Yang, Yoon Jung, Hwang, Se-Hee, Kim, Hyun Ja, Nam, Seok-Jin, Kong, Gu, Kim, Mi Kyung
Nutrition and cancer 2010 v.62 no.5 pp. 555-566
women, menopause, antioxidants, vitamins, nitrates, food intake, risk assessment, food frequency questionnaires, breast neoplasms
Nitrate is a precursor in the endogenous formation of N-nitroso compounds, which are potent animal carcinogens, whereas antioxidant vitamins have been suggested to protect against carcinogenesis. Interestingly, nitrate and antioxidant vitamins stem from the same dietary sources.
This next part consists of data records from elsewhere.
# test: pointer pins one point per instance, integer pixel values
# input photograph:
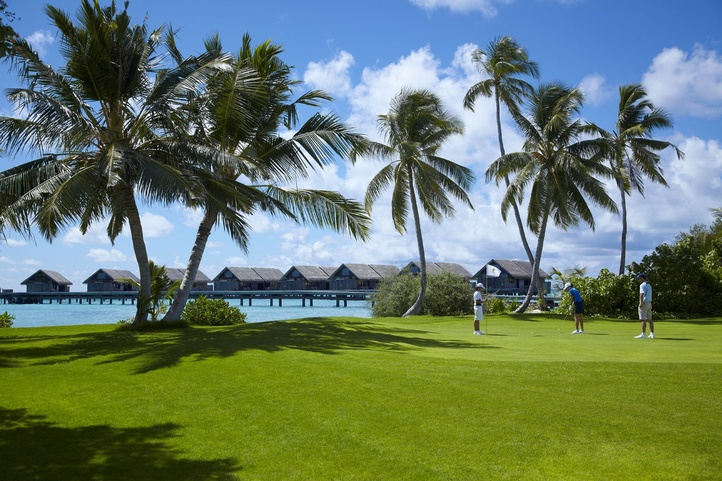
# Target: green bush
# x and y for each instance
(446, 295)
(6, 319)
(212, 312)
(394, 295)
(496, 305)
(607, 295)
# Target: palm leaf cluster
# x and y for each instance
(414, 130)
(116, 126)
(558, 167)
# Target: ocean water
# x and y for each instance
(38, 315)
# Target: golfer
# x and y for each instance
(479, 300)
(645, 306)
(578, 308)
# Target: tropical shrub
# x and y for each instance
(448, 295)
(607, 295)
(685, 279)
(394, 295)
(6, 319)
(212, 312)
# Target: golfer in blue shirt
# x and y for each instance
(578, 308)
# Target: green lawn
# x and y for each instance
(364, 399)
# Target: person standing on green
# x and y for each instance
(578, 308)
(479, 300)
(645, 306)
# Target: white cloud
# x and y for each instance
(154, 225)
(486, 7)
(331, 77)
(96, 234)
(595, 90)
(40, 40)
(688, 84)
(105, 255)
(15, 242)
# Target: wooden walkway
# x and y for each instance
(272, 296)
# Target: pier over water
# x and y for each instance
(274, 297)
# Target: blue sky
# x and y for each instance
(364, 53)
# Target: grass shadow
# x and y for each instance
(35, 448)
(166, 348)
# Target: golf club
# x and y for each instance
(562, 325)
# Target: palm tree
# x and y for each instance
(239, 118)
(415, 129)
(503, 62)
(558, 166)
(633, 151)
(98, 123)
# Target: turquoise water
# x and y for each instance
(37, 315)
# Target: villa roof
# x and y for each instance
(253, 274)
(114, 275)
(176, 274)
(369, 271)
(52, 275)
(311, 273)
(516, 269)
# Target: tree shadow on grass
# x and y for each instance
(34, 448)
(160, 349)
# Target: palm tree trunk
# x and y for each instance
(415, 309)
(623, 256)
(535, 266)
(141, 253)
(514, 206)
(194, 262)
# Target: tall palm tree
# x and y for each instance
(415, 129)
(98, 123)
(503, 62)
(238, 118)
(559, 168)
(633, 151)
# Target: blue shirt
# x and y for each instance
(575, 294)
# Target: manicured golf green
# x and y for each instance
(364, 399)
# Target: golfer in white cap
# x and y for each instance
(578, 308)
(479, 300)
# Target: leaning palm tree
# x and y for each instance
(238, 118)
(503, 62)
(415, 129)
(559, 168)
(633, 151)
(98, 123)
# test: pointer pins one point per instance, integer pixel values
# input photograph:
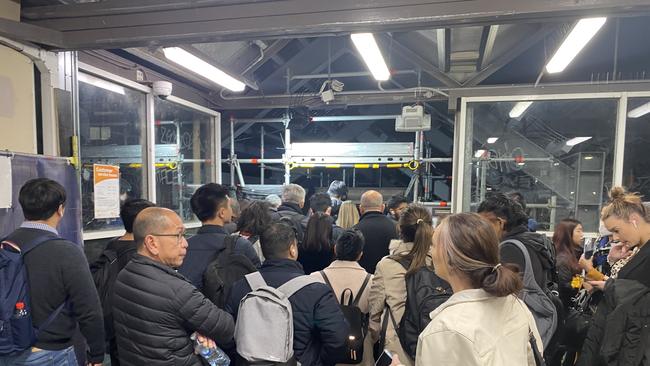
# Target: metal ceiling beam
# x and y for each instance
(24, 32)
(426, 66)
(270, 52)
(361, 98)
(488, 37)
(504, 59)
(126, 23)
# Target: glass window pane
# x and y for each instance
(112, 119)
(558, 154)
(637, 138)
(184, 150)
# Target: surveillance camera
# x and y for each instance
(162, 89)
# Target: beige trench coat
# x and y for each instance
(474, 328)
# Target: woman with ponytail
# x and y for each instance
(619, 332)
(388, 292)
(483, 323)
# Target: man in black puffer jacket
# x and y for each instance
(156, 309)
(320, 329)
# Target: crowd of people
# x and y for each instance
(273, 282)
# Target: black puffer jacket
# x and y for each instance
(156, 310)
(320, 330)
(378, 230)
(620, 333)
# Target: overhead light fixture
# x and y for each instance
(100, 83)
(203, 68)
(577, 140)
(577, 39)
(639, 111)
(369, 50)
(519, 109)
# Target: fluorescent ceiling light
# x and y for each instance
(203, 68)
(519, 109)
(100, 83)
(639, 111)
(580, 35)
(577, 140)
(367, 47)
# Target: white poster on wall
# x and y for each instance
(107, 191)
(5, 182)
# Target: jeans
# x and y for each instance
(64, 357)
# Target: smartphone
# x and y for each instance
(385, 359)
(589, 248)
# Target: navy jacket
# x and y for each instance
(320, 330)
(378, 230)
(203, 248)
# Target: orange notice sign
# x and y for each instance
(107, 191)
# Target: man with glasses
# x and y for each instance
(156, 309)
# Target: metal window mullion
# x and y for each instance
(150, 148)
(619, 147)
(216, 174)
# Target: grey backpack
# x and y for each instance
(264, 329)
(539, 303)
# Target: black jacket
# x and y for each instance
(620, 332)
(566, 272)
(123, 251)
(58, 270)
(202, 249)
(156, 309)
(320, 330)
(540, 250)
(378, 230)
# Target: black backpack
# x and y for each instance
(104, 273)
(357, 320)
(425, 291)
(226, 268)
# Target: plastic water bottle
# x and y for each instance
(20, 311)
(215, 356)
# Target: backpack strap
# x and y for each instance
(255, 280)
(296, 284)
(361, 290)
(51, 318)
(28, 246)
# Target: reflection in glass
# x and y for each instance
(111, 121)
(558, 154)
(184, 149)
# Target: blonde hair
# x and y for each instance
(622, 204)
(470, 247)
(348, 215)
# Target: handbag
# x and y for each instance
(380, 345)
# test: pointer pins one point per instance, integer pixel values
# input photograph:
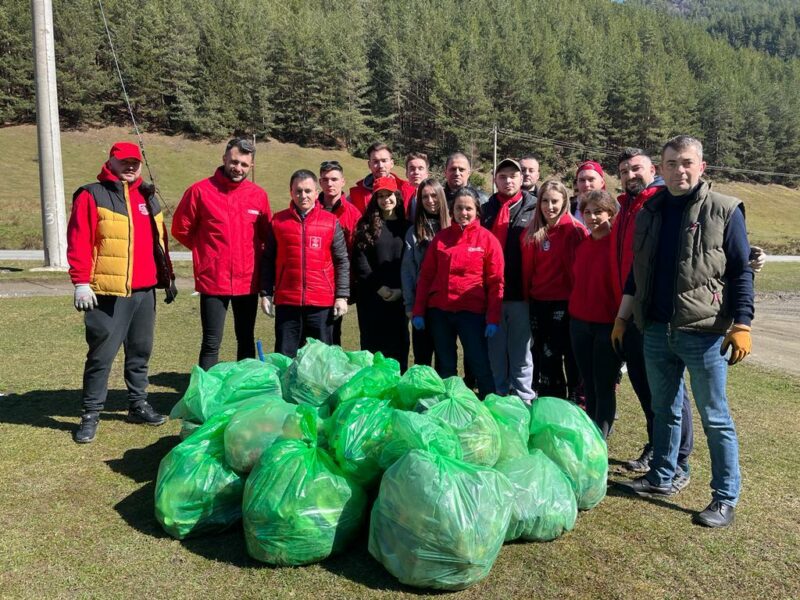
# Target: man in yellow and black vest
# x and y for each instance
(118, 254)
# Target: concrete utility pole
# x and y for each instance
(51, 176)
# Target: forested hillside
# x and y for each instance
(769, 25)
(567, 79)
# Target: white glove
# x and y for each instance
(339, 308)
(758, 258)
(267, 306)
(84, 298)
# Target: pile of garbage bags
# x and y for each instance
(305, 453)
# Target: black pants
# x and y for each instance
(558, 373)
(295, 324)
(599, 366)
(469, 327)
(422, 343)
(115, 322)
(633, 349)
(213, 310)
(383, 327)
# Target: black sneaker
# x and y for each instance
(681, 479)
(144, 413)
(87, 429)
(716, 514)
(641, 486)
(641, 464)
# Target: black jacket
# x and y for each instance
(519, 218)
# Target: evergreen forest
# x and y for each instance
(564, 79)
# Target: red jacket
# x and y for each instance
(621, 247)
(93, 238)
(311, 269)
(361, 192)
(592, 298)
(224, 224)
(462, 270)
(348, 216)
(547, 269)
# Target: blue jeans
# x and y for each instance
(447, 326)
(668, 353)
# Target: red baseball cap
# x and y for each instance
(591, 165)
(125, 150)
(384, 183)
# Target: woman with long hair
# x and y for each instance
(377, 254)
(431, 216)
(460, 291)
(593, 308)
(548, 251)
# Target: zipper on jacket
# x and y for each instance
(129, 275)
(302, 259)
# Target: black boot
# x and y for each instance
(87, 429)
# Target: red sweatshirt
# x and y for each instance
(547, 269)
(462, 270)
(592, 298)
(84, 242)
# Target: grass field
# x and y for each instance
(177, 162)
(77, 521)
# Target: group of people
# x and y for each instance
(548, 292)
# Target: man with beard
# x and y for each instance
(507, 215)
(224, 220)
(639, 181)
(457, 170)
(530, 174)
(333, 200)
(381, 163)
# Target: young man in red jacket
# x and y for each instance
(381, 163)
(333, 199)
(223, 220)
(638, 178)
(305, 271)
(118, 253)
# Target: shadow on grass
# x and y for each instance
(618, 490)
(45, 408)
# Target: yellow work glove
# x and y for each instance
(739, 339)
(620, 325)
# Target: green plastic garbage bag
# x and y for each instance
(376, 381)
(317, 372)
(196, 491)
(298, 506)
(439, 522)
(567, 435)
(279, 361)
(223, 385)
(513, 418)
(544, 503)
(255, 427)
(419, 382)
(477, 431)
(249, 378)
(410, 430)
(356, 434)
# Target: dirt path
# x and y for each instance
(776, 331)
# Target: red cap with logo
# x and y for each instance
(591, 165)
(384, 183)
(125, 150)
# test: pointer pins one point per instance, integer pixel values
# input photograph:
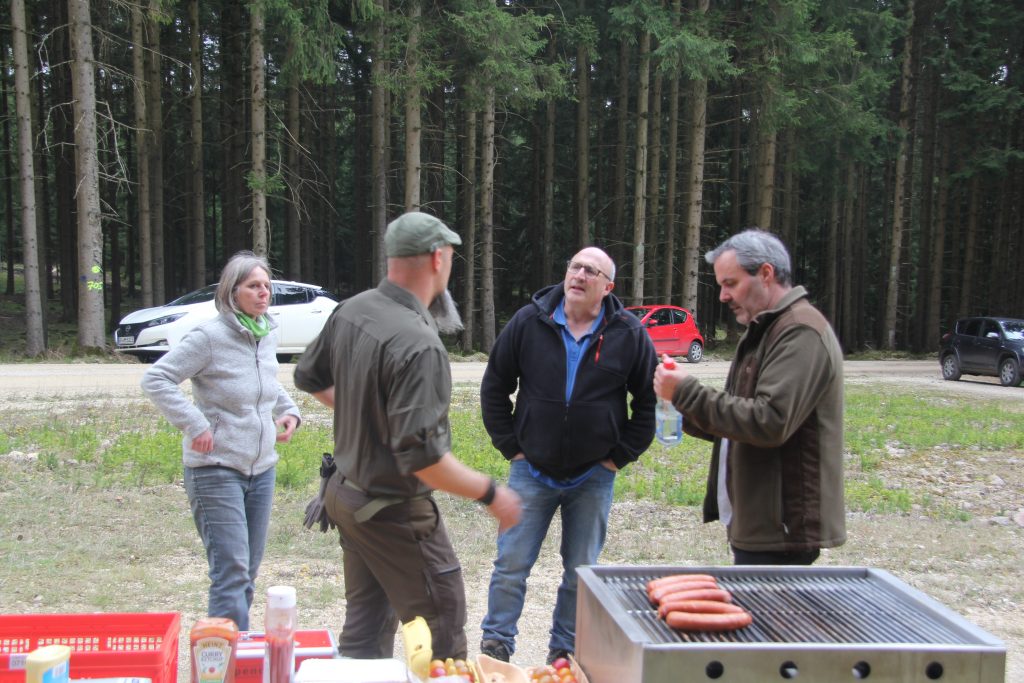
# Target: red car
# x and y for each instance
(673, 330)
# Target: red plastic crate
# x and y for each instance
(103, 645)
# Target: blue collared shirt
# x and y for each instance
(574, 348)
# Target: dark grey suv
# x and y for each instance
(992, 346)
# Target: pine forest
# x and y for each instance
(143, 143)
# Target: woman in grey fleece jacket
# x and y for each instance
(238, 413)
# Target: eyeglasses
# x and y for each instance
(588, 270)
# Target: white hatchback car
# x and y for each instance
(299, 309)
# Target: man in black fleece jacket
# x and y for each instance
(572, 354)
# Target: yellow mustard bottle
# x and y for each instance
(49, 664)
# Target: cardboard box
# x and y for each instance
(310, 644)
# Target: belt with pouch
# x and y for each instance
(377, 503)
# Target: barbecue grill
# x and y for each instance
(811, 624)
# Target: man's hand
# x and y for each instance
(666, 380)
(506, 508)
(287, 424)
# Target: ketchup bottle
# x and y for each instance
(213, 642)
(669, 427)
(280, 623)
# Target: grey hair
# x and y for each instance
(237, 269)
(754, 248)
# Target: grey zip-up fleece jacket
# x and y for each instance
(236, 394)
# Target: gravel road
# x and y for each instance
(43, 380)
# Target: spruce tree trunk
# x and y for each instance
(143, 219)
(970, 247)
(196, 150)
(640, 176)
(934, 321)
(90, 240)
(694, 202)
(899, 184)
(849, 264)
(469, 231)
(671, 219)
(8, 180)
(414, 126)
(583, 144)
(487, 158)
(257, 67)
(619, 253)
(829, 295)
(548, 224)
(155, 113)
(378, 142)
(654, 219)
(766, 178)
(293, 225)
(35, 338)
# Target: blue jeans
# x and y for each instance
(585, 524)
(231, 511)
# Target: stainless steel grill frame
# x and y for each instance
(810, 624)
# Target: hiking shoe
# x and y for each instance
(496, 649)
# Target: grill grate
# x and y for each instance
(823, 624)
(794, 608)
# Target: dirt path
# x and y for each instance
(974, 566)
(43, 380)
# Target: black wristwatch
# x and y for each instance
(488, 497)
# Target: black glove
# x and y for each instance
(315, 514)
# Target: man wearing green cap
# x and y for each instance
(380, 365)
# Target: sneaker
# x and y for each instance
(496, 649)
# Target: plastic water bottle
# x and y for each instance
(280, 624)
(669, 429)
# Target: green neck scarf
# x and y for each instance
(260, 327)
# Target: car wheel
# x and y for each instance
(1010, 373)
(950, 368)
(695, 352)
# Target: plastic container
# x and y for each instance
(669, 422)
(213, 643)
(280, 625)
(309, 644)
(48, 664)
(103, 645)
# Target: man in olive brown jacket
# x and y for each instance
(776, 470)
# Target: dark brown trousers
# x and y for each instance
(397, 565)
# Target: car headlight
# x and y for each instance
(164, 321)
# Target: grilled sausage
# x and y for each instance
(675, 578)
(658, 594)
(697, 605)
(715, 596)
(687, 621)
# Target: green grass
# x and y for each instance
(138, 447)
We investigated whether the intake of nitrate relative to antioxidant vitamins is associated with the risk of breast cancer. A total of 362 breast cancer cases were matched to the 362 controls by age and menopausal status. Dietary intake was assessed using a quantitative food frequency questionnaire with 121 food items by trained interviewers. The nitrate to antioxidant vitamin consumption ratio was then calculated. Conditional logistic regression analysis was used to obtain odds ratios (ORs) and corresponding 95% confidence intervals (CI). Mean intakes of nitrate for cases and controls were 421 mg/day and 424 mg/day, respectively. Intakes of nitrate, nitrate/β-carotene, nitrate/vitamin C, and nitrate/vitamin E were not associated with breast cancer risk. However, higher breast cancer risk was observed with higher intake of nitrate/folate (OR = 2.03, 95% CI = 1.16-3.54, P for trend = 0.052). Our results suggest that lowering the ratio of nitrate to folate intake may be effective in reducing breast cancer risk.